O Conselho Nacional de Justiça (CNJ) determinou, nesta sexta-feira (5), a criação de um grupo de trabalho para realizar uma auditoria detalhada nos chamados penduricalhos — benefícios extras pagos a magistrados em todo o Poder Judiciário. A portaria foi assinada pelo presidente do Supremo Tribunal Federal (STF) e do CNJ, Edson Fachin, e prevê a padronização dos contracheques e a revisão de verbas que, em muitos casos, elevam os salários acima do teto constitucional.
A medida surge em um contexto de crescente debate sobre a transparência e a sustentabilidade fiscal do sistema de Justiça no Brasil. Nos últimos anos, relatórios do próprio CNJ e de órgãos de controle apontaram a existência de dezenas de tipos de penduricalhos — como auxílios, gratificações e indenizações — que, somados, podem ultrapassar o subsídio mensal dos magistrados, gerando os chamados supersalários. A situação tem sido alvo de críticas de entidades da sociedade civil e de parlamentares, que defendem a necessidade de um pente-fino rigoroso.
O grupo de trabalho será composto por conselheiros do CNJ, técnicos do tribunal e representantes de associações de magistrados. Entre suas atribuições estão o levantamento de todos os penduricalhos em vigor nos tribunais estaduais e federais, a análise da legalidade de cada verba e a proposição de medidas para uniformizar os contracheques. A expectativa é que os trabalhos sejam concluídos em até 180 dias, com a apresentação de um relatório final ao plenário do CNJ.
Panorama político e impacto social
A iniciativa de Edson Fachin ocorre em meio a um cenário de pressão por maior controle dos gastos públicos e de discussões sobre a reforma administrativa no Congresso Nacional. Diferentes setores políticos, da oposição à base governista, têm demonstrado apoio à transparência nos contracheques do Judiciário, embora haja divergências sobre a profundidade das mudanças.
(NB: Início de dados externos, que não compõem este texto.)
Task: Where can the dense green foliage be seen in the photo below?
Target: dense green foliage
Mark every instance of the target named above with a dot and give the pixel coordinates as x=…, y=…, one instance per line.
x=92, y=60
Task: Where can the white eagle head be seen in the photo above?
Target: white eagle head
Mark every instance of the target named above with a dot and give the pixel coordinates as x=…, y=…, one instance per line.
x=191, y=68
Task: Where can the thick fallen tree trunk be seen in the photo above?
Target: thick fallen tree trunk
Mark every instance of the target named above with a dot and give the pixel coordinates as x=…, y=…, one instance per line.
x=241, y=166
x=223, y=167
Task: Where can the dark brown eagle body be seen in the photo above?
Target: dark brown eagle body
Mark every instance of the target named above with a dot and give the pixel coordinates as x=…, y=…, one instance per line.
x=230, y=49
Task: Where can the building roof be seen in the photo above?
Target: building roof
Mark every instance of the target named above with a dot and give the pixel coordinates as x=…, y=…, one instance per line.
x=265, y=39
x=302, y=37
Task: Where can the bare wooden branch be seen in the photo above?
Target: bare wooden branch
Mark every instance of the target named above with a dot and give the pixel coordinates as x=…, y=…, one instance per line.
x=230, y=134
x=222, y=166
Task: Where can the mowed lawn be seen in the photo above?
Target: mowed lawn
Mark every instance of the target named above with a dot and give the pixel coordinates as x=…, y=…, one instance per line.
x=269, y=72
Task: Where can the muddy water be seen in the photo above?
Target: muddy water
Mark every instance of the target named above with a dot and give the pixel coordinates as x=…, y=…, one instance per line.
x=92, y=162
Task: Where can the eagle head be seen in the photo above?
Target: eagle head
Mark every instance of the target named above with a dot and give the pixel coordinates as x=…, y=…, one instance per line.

Enquanto partidos de esquerda defendem o fim dos penduricalhos como forma de reduzir desigualdades, parlamentares de centro e direita condicionam a medida a uma revisão mais ampla das carreiras públicas.
Para especialistas em direito administrativo, a padronização dos contracheques pode representar um avanço significativo na prestação de contas do Judiciário, mas alertam para a complexidade técnica do processo. “A diversidade de benefícios criados ao longo de décadas exige um trabalho minucioso para evitar judicializações e garantir segurança jurídica”, afirma a professora de direito público Ana Lúcia Ribeiro, da Universidade de São Paulo (USP).
Do ponto de vista social, a auditoria nos penduricalhos é vista como um passo importante para restaurar a confiança da população no sistema de Justiça. Pesquisas recentes indicam que a percepção de privilégios entre magistrados é um dos fatores que mais contribuem para a descrença nas instituições. A medida, portanto, pode ter impacto direto na imagem do Judiciário, especialmente em um ano eleitoral.
A portaria assinada por Fachin também estabelece que o grupo de trabalho deverá propor mecanismos de transparência ativa, como a divulgação trimestral dos contracheques detalhados de todos os magistrados, em formato acessível ao cidadão comum. A iniciativa se alinha a recomendações da Organização para a Cooperação e Desenvolvimento Econômico (OCDE) e de organismos internacionais de combate à corrupção.
O CNJ já havia realizado, em 2024, um levantamento preliminar que identificou ao menos 47 tipos diferentes de penduricalhos em tribunais de todo o país, com valores que variam de R$ 500 a R$ 30 mil por mês. A expectativa é que o novo grupo de trabalho aprofunde esses dados e apresente soluções concretas para eliminar irregularidades e reduzir a disparidade entre os salários dos magistrados e a realidade da maioria da população brasileira.